Later in the week, I got together with Torrie. Now, it's mildly hilarious that we live, like, 10 miles apart, and yet it took respective family trips to the Poconos to get the kids together for a playdate...
...and of course, some good old-fashioned scrunchie posing at, uh, Ye Olde Scrunchie Standde...
...but I'll take it.
Finally in this this category, I submit to you this picture, taken as we were entering the stadium during T's first professional baseball game (what up, Scranton Yankees?). I adore it.
We (and he!) had a great time:
One night after the kids were asleep, J, my brother and I went on a late-night run to the supermarket because...I don't know. It's all about simple pleasures up at the lake house, people. I'm absolutely certain the cashier (erroneously!) thought we were high, considering that our purchases consisted of oddly-flavored chips, assorted candies, soda, and...a 7Up Creme Cake. I was frightened, intrigued, and hungry (BUT not high. NOT HIGH, I SWEAR.) so into our basket it went.
We got back to the house and everyone mocked my purchase, myself included. But then I tried it, and it was absolutely amazing, so I wandered around literally FOISTING large hunks of cake on people at nearly midnight, which is both considerate and healthy. And my entire family--well, all of them who went along with my cake foisting ways--had precisely the same reaction: Supplementary mocking, followed by acceptance of cake (ostensibly to shut me up), begrudging tasting of cake, shocked widening of eyes, and MAD DASH BACK TO CAKE. YOU KNOW, SO AS TO EAT MORE OF IT. Moral of the story: 7Up cake is delicious.
I did not try this freaky-ass hamburger cake (which we also spied in the supermarket that night), but something tells me it does not taste as good as the 7Up one.
J and I became obsessed with Iron & Wine's cover of the Flaming Lips song, "Waitin' on a Superman" during our trip. The lyrics are kind of depressing, but the sound is gorgeous; I defy you to find a more perfect windows-down-driving-on-quiet-moonlit-country-roads-at-night-just-enjoying-the-ride (but-also-hoping-Kurt-Russell-slash-Stuntman-Mike-isn't-driving-the-Death-Proof-car-behind-you) song.
Other trip faves: Andrew Bird's cover of "The Giant of Illinois," (see above, re: depressing lyrics, pretty sound), Sufjan Stevens' "You Are The Blood," Belle & Sebastian's "Sleep Around the Clock," Prince's "Kiss," and Miley Cyrus' "Hoedown Throwdown." I...can't explain that last one, really, other than to say that it's kicky! I work out to it! The kids like it! Or...something! (J would like the world to know that he is horrified by my repeat playing of said song, he had nothing to do with it, and would very much like it to go away.)

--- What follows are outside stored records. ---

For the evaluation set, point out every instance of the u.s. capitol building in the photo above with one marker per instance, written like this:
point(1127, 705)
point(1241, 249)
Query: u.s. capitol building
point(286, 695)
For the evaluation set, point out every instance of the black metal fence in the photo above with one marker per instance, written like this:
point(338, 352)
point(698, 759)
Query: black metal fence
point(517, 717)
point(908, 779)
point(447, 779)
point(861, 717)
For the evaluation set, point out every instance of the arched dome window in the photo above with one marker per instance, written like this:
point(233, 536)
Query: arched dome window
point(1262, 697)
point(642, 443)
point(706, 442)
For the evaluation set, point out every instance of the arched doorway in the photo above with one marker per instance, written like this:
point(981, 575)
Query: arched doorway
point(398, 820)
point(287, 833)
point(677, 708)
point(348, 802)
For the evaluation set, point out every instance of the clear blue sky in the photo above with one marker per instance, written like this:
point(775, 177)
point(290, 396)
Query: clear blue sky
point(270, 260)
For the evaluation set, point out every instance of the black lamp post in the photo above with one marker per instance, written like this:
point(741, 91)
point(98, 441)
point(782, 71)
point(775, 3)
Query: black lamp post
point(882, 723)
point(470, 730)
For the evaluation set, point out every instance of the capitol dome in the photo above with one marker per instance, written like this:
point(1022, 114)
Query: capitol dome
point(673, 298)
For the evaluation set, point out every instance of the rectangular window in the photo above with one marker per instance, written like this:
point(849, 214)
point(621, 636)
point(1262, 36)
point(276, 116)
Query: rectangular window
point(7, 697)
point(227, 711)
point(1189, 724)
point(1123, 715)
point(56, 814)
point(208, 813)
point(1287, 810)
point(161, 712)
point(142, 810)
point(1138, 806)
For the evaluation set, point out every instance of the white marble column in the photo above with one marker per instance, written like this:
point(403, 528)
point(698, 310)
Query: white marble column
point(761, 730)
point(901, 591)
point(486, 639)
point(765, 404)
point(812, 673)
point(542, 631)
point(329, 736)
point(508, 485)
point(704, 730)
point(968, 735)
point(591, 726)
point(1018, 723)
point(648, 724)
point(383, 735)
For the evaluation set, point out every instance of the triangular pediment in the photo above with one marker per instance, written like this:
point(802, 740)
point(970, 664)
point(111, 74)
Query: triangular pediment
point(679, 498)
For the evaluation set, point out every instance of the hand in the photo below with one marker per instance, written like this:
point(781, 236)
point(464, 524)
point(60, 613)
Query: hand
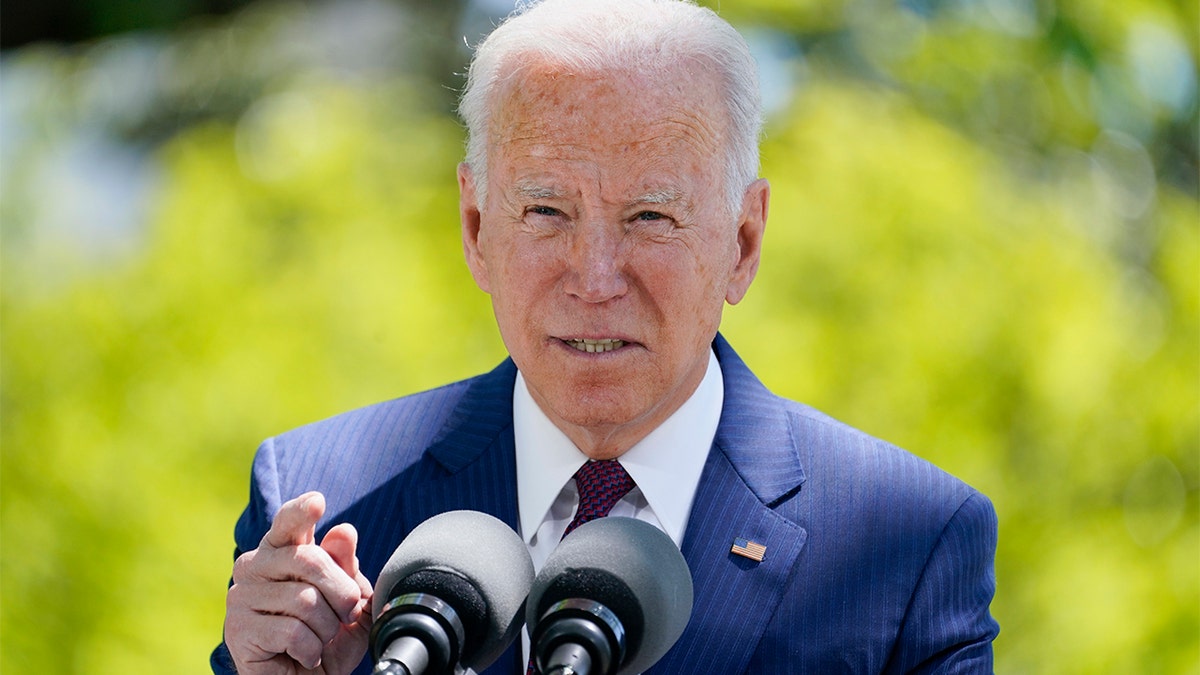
point(297, 607)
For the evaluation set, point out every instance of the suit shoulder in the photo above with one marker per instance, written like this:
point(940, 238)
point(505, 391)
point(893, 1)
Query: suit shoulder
point(851, 461)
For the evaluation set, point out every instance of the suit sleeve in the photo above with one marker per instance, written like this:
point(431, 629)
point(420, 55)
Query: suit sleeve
point(948, 627)
point(251, 527)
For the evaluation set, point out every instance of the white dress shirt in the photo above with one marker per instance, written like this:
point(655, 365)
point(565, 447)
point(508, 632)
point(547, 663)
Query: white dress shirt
point(666, 466)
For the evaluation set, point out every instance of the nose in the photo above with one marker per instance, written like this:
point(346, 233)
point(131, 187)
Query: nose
point(595, 269)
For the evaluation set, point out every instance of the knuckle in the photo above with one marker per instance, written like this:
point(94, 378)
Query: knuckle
point(243, 566)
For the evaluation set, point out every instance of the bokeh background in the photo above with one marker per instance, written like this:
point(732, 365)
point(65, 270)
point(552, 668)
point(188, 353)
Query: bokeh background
point(225, 219)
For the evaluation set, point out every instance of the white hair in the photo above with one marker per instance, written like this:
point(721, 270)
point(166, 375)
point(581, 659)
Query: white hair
point(598, 35)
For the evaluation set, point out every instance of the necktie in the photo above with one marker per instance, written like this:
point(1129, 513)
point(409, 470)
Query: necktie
point(601, 484)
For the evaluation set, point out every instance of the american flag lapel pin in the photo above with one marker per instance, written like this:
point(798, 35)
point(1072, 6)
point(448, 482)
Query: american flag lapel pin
point(745, 548)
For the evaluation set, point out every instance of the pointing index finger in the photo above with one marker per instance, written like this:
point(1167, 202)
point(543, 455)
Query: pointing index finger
point(295, 523)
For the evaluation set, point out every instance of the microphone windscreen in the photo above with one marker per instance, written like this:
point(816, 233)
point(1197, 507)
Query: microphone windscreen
point(627, 565)
point(484, 551)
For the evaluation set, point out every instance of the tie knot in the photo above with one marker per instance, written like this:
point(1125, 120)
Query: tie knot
point(601, 484)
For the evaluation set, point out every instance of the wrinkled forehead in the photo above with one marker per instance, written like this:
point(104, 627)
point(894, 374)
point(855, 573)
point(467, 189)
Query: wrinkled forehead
point(547, 102)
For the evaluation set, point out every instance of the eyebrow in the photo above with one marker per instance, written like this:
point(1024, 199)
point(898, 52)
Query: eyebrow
point(665, 196)
point(531, 190)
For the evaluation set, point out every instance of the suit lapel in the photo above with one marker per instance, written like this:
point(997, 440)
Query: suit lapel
point(472, 464)
point(753, 466)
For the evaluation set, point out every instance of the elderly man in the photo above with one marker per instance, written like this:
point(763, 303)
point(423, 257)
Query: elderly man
point(610, 207)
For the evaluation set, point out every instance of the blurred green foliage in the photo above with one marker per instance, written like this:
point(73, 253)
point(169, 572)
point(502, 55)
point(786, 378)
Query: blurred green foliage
point(984, 245)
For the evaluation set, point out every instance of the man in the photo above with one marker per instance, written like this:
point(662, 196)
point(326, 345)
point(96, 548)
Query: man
point(610, 207)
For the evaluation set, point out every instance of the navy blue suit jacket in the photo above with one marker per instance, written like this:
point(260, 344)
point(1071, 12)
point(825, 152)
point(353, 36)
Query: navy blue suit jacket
point(876, 561)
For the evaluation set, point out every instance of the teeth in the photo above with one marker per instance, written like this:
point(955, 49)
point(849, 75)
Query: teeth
point(594, 346)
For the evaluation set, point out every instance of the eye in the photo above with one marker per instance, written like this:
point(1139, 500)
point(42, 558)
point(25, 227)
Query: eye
point(544, 210)
point(649, 216)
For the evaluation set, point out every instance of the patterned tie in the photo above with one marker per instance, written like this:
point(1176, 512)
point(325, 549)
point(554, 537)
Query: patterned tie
point(601, 484)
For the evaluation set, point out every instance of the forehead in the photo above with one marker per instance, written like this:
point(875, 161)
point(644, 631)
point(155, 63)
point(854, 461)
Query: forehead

The interior of our (relatively new) car decided yesterday that it wanted to smell awful, and it is a mystery as to how this occurred. Perhaps you, unlike me, have never walked home from school one rainy middle school day and put your wet wool sweater in a plastic bag, proceeding to forget about it, and then, finding the forgotten, moldy sweater almost two months later, now possessing an almost intoxicatingly overpowering stench, not unlike that of an ancient cat, but I tell you, if you have done that? It's not a smell you forget. Anyway, our car smells like that. Oh, and also, the inside of a bowling shoe. It came out of NOWHERE, which is the most maddening part. J and I literally sniffed the car from top to bottom, searching for an errant sour milk-filled bottle, or, (God help me) a dead animal, but found nothing. The odor is just...there. Unfortunately, this can mean only one thing: a trip to our scary car wash for one of their classily-named car air freshener sheets!
Smelly car and freaky clown aside, however? Vacation was perfect.